Data Science

SydneyF · ‎03-14-2019

NO FREE LUNCH.png

Editor's note: This article was republished to KDnuggets and received the KDnuggets Silver Blog award as one of the most viewed blogs of that month. Congratulations, @SydneyF!

During your adventures in machine learning, you may have already come across the “No Free Lunch” Theorem. Borrowing its name from the adage "there ain’t no such thing as a free lunch," the mathematical folklore theorem describes the phenomena that there is no single algorithm that is best suited for all possible scenarios and data sets.

In this blog post, I want to describe the No Free Lunch theorems, explore some science philosophy, and discuss what "no free lunch" means in the world of data science.

The No Free Lunch Theorem(s)

There are, generally speaking, two No Free Lunch (NFL) theorems: one for machine learning and one for search and optimization. These two theorems are related and tend to be bundled into one general axiom (the folklore theorem).

Although many different researchers have contributed to the collective publications on the No Free Lunch theorems, the most prevalent name associated with these works is David Wolpert.

No Free Lunch for Supervised Machine Learning

In his 1996 paper The Lack of A Priori Distinctions Between Learning Algorithms, David Wolpert examines if it is possible to get useful theoretical results with a training data set and a learning algorithm without making any assumptions about the target variable.

What Wolpert proves in his 1996 paper (through a series of mathematical proofs) is that given a noise-free data set (i.e., no random variation, only trend) and a machine learning algorithm where the cost function is the error rate, all machine learning algorithms are equivalent when assessed with a generalization error rate (the model’s error rate on a validation data set).

Extending this logic (again, Wolpert does it with math equations), he demonstrates that for any two algorithms, A and B, there are as many scenarios where A will perform worse than B as there are where A will outperform B. This even holds true when one of the given algorithms is random guessing.
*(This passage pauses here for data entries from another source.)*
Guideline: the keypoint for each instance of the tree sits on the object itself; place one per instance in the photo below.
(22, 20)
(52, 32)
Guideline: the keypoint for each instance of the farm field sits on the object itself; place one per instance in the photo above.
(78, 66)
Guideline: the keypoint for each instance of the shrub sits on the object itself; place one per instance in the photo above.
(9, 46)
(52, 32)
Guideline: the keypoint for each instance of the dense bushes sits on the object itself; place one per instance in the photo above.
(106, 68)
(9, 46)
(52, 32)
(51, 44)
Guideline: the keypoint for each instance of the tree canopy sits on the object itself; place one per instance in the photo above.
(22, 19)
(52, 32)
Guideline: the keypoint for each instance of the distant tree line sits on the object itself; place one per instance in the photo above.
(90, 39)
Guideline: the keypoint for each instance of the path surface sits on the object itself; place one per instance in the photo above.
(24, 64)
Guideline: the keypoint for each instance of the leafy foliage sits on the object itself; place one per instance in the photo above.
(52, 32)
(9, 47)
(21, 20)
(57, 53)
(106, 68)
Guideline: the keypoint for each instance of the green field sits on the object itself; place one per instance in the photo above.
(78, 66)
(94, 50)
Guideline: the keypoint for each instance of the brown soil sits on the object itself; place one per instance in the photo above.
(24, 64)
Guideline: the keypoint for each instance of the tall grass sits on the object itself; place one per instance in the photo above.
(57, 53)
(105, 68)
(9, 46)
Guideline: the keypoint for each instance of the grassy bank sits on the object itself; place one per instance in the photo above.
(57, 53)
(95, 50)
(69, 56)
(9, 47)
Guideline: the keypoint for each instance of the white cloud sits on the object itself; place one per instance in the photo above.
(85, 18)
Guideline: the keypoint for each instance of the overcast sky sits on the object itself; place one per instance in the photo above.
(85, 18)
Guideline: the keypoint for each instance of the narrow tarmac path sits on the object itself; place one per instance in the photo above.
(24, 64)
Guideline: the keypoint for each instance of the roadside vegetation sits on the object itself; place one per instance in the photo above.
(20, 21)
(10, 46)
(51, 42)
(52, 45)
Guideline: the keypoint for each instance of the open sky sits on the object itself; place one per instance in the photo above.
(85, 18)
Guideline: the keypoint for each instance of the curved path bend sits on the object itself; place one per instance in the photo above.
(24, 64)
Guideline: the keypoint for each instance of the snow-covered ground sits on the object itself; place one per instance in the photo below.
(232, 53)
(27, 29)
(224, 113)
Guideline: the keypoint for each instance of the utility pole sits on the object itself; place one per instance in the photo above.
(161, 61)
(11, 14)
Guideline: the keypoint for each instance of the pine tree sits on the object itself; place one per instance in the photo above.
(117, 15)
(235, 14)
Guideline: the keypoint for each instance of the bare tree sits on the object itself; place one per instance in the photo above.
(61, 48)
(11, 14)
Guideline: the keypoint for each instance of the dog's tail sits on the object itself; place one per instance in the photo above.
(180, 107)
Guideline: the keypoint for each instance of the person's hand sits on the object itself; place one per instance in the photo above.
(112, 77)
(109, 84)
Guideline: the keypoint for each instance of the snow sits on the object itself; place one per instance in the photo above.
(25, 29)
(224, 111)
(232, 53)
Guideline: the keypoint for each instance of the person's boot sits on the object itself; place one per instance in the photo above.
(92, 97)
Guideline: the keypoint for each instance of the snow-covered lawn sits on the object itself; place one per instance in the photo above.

Wolpert proved that for all possible domains (all possible problem instances drawn from a uniform probability distribution), the average performance for algorithms A and B is the same.

This is because nearly all (non-rote) machine learning algorithms make some assumptions (known as inductive or learning bias) about the relationships between the predictor and target variables, introducing bias into the model. The assumptions made by machine learning algorithms mean that some algorithms will fit certain data sets better than others. It also (by definition) means that there will be as many data sets that a given algorithm will not be able to model effectively. How effective a model will be is directly dependent on how well the assumptions made by the model fit the true nature of the data.

Coming back to the lunch of it all, you can’t get good machine learning “for free.” You must use knowledge about your data and the context of the world we live in (or the world your data lives in) to select an appropriate machine learning model. There is no such thing as a single, universally-best machine learning algorithm, and there are no context or usage-independent (a priori) reasons to favor one algorithm over all others.

Fun fact, this 1996 paper is a mathematical formalization of the work of the philosopher David Hume. I promise I will circle back to this a little later.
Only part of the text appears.